This is the implementation for the Joint Network Embedding and Topic Embedding (JNET). We provide all the source codes for the algorithm and related baselines.
- Download the JNET repo to your local machine.
- Download the data to the directory that ./src lies in.
- Compile the whole project with complie file.
./compile
- Run the algorithm with default setting with run file.
./run
./data folder has all the data needed for running experiments, including both Yelp data (./data/YelpNew/) and StackOverflow data (./data/StackOverflow/). The data for running
For example, ./data/Yelp contains the following files which are needed for running experiments with Yelp dataset:
CrossGroups_800.txt
AmazonFriends.txt
fv_lm_DF_1000.txt
GlobalWeights.txt
SelectedVocab.csv
./Users
- CrossGroups_800.txt contains the feature indexes for 800 feature groups.
- fv_lm_DF_1000.txt contains the 1000 textual features selected for training language models.
- GlobalWeights.txt contains the weights for sentiment features trained on a separate data, which serves as a base model.
- SelectedVocab.csv contains the 5000 sentiment features used for training sentiment models.
- ./Users folder contains 9760 users.
- AmazonFriends.txt contains the friendship information. In each line, the first string is the user ID and the following strings are his/her friends' IDs.
We use -model to select different algorithms and the default one is HUB. The following table lists all the parameters for HUB:
Usage: java execution [options] training_folder
options:
-data: specify the dataset used for training (default YelpNew)
option: Amazon, YelpNew
-eta1: coefficient for the scaling in each user group's regularization (default 0.05)
-eta2: coefficient for the shifting in each user group's regularization (default 0.05)
-eta3: coefficient for the scaling in super user's regularization (default 0.05)
-eta4: coefficient for the shifting in super user's regularization (default 0.05)
-model: specific training model,
option: Base-base, MT-SVM-mtsvm, GBSSL-gbssl, HUB-hubMTLinAdapt+kMeans-mtclinkmeans, cLinAdapt-mtclindp, cLinAdapt+HDP-mtclinhdp (default hub)

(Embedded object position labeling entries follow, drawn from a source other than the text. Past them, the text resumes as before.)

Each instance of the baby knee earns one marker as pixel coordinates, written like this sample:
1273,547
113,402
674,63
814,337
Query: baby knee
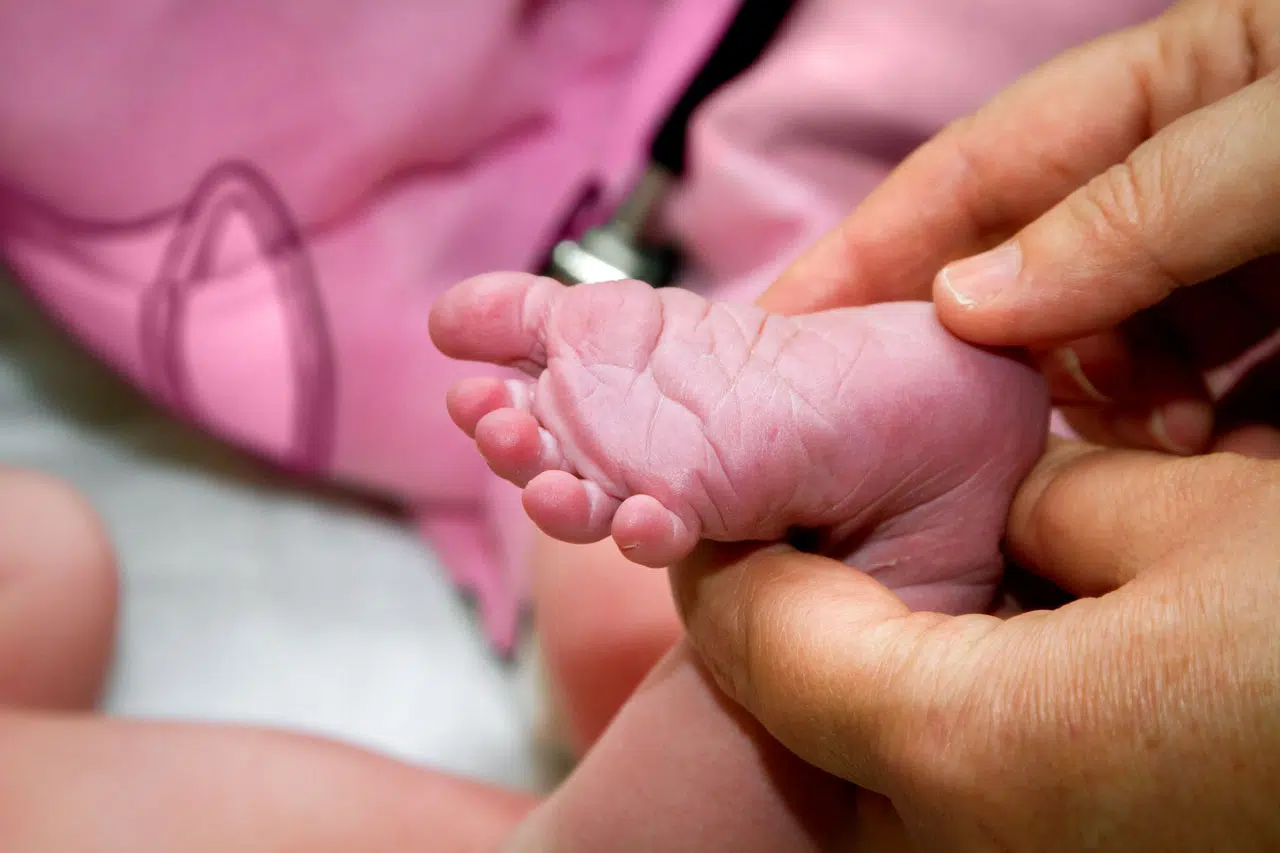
59,591
48,528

-M: the size of the auxiliary variables in the posterior inference of the group indicator (default 6)
-alpha: concentraction parameter for the first-layer DP, i.e., collective identities (default 0.01)
-beta: concentraction parameter for the prior Dirichlet Distribution of language model (default 0.05)
-eta: concentraction parameter for the second-layer DP, i.e., user mixture (default 0.05)
-nuI: number of iterations for sampling (default 30)
-sdA: variance for the normal distribution for the prior of shifting parameters (default 0.0425)
-sdB: variance for the normal distribution for the prior of scaling parameters (default 0.0425)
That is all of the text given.